For every additional week of disruption that could potentially cut sales in half, Chen estimates it would contribute another 3 to 5 cents of pressure per share.
"We do not know how long traffic risk factors will persist, but we do believe investors should be informed about this risk factor," he said in a note. It would be particularly troublesome if the protests continued through the high-traffic Black Friday weekend, or in the final days before Christmas, Chen said.
The analyst walked down his estimates for the company due to this uncertainty, but maintained the "buy" rating he placed on its shares last week.
In a separate note to clients, Wells Fargo analyst Ike Boruchow listed heightened security on Fifth Avenue as yet another headwind challenging Tiffany's rebound. He reiterated his "underperform" rating on the company's stock Wednesday, saying the disruptions are expected to last "at least" until Trump is inaugurated in January.

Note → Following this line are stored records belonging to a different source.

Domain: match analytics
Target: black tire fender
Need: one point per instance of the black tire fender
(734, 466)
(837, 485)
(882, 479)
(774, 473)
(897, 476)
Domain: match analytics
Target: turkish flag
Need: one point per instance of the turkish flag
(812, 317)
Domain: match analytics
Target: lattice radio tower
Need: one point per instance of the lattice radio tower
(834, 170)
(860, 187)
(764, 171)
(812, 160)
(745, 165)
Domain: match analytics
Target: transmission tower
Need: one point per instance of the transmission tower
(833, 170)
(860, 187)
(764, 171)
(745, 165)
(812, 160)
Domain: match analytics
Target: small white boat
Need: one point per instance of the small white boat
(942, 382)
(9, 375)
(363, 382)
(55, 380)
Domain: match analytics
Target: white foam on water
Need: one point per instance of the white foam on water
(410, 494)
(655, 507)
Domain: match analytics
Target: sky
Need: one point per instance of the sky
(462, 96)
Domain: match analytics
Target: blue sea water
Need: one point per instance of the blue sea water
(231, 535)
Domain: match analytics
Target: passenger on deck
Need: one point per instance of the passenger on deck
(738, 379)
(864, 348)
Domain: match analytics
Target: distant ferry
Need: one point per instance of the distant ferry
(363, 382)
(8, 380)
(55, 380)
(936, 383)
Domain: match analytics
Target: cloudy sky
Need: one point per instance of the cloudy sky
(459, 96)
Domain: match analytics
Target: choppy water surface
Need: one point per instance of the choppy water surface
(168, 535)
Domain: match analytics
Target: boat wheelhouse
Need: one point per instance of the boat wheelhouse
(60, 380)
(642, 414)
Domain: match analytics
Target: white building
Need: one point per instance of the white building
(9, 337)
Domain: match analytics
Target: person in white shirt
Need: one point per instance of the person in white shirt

Other risks to the brand's performance include ongoing weakness in luxury sales, which are getting hit by a slowdown in tourism and a strong U.S. dollar, Boruchow said.
Citi analyst Paul Lejuez echoed that Tiffany was already facing a laundry list of challenges before the protests began. He reiterated his "neutral" rating on the stock, saying the upheaval on Fifth Avenue is not its biggest concern.
Lejuez previously predicted tourism declines would pressure sales at Tiffany's Fifth Avenue flagship by 12 percent this fiscal year, and said Wednesday that he is sticking to that assumption.